Video-based content lies at the heart of these campaigns, and this is reflected in the new Branded Film, Content & Entertainment award category that our Best of Branded Content Marketing partner, D&AD launched this year.
Award-winning examples set the standard by which content work is judged by brands, but in reality it’s only a thin slice of the breadth of work that’s being created. This is why the more content publisher/platform orientated world of ‘content marketing’ can seem very different from what’s considered to be excellent in the BC&E category. For example, not one of the people listed in reports about Top 100 content marketing influencers has ever served on an international award jury. That may just be a matter of time, particularly given that most publishers have now launched branded content divisions, but certainly publishers have been under-represented as jurors in the category to date.
But how one compares editorial-style content to more video-based branded entertainment isn’t immediately obvious, despite the rationale being the same, as Guardian Labs MD Anna Watkins explains:
We believe that successful branded content should be evaluated in terms of the unstoppable nature of the story through engagement, influence and shareability.

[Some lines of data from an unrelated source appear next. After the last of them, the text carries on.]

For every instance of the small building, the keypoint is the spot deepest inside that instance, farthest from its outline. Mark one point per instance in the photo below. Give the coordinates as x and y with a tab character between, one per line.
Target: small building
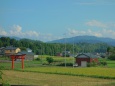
67	53
28	50
9	50
84	58
29	55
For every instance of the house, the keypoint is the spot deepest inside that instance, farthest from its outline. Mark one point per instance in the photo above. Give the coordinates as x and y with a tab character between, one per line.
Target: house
29	55
9	50
67	53
84	58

In theory, sub-categories should help make the awarding of different content approaches more straightforward, however they often only add to the confusion by overlapping with other major categories and not always representing the reality on the ground, given branded content’s ubiquity and rapid evolution.
The Branded Content Marketing Association’s (BCMA) CEO Andrew Canter, who also sits on the Cristal Branded Entertainment Academy, thinks the Academy model may help address this:
Cristal has both an academy and a jury, the difference being that the academy has a more permanent group of experts from across the industry that advises on how to keep the category relevant as it grows and evolves. Its role also includes awarding the Grand Cristal with the Jury President, agreeing best of show from winners already chosen by the jury rather than shining a light on that one great, genre-redefining example like the Cannes Grand Prix.

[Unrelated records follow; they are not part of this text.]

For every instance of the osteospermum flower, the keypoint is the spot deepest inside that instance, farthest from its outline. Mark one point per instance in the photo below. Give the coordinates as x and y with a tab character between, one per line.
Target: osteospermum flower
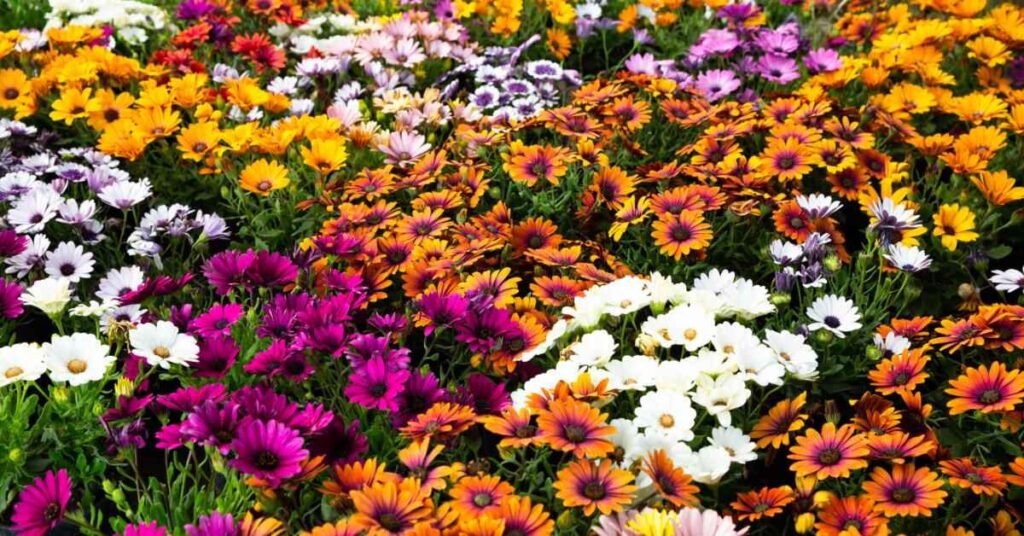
835	314
829	453
681	234
783	419
263	176
843	513
161	344
765	502
595	486
574	426
907	490
269	451
41	505
476	496
982	481
389	507
902	372
953	224
986	389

All these issues about the challenges juries face are a reflection of an industry having to rethink what it does, how it does it and why. It’s this aspect of award shows and the BC&E category that’s most interesting to me. Anathea Ruys, who heads up OMD Fuse Asia Pacific, captures some of this when talking about the experience of judging the category at Cannes this year:
It was great to have such a broad group of people with different backgrounds and focuses, because it meant there was a lot of good debate about what everyone was looking for.

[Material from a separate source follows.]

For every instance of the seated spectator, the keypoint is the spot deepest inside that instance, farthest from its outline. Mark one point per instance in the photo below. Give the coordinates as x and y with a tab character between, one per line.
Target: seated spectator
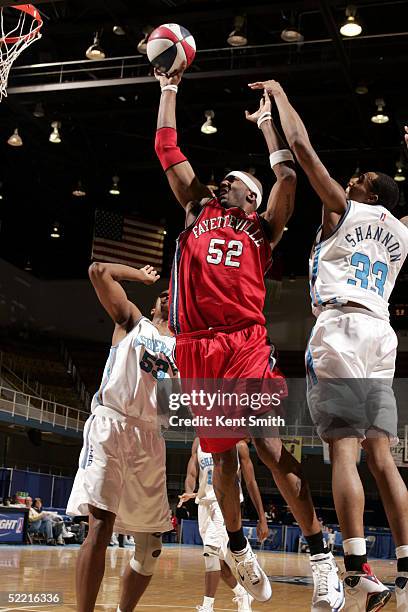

Ruys thought this was really useful, because what is and isn’t a great example of branded content is not always cut and dried, especially when you’re judging sub-categories. Jurors have to look at a lot of work, hence she recommends that anyone trying to improve their chances of winning awards by entering work into multiple sub-categories should clearly explain the work’s specific relevance to each sub-category.
Judging by these views and the huge take up of content marketing services, not to mention the appearance of so many service providers within just a couple of years, the industry maybe on the cusp of where marketing is heading next.
Entry deadline for The Drum Content Awards is Friday August 7th, and I’m looking forward to seeing the entries and discussing them with fellow industry experts.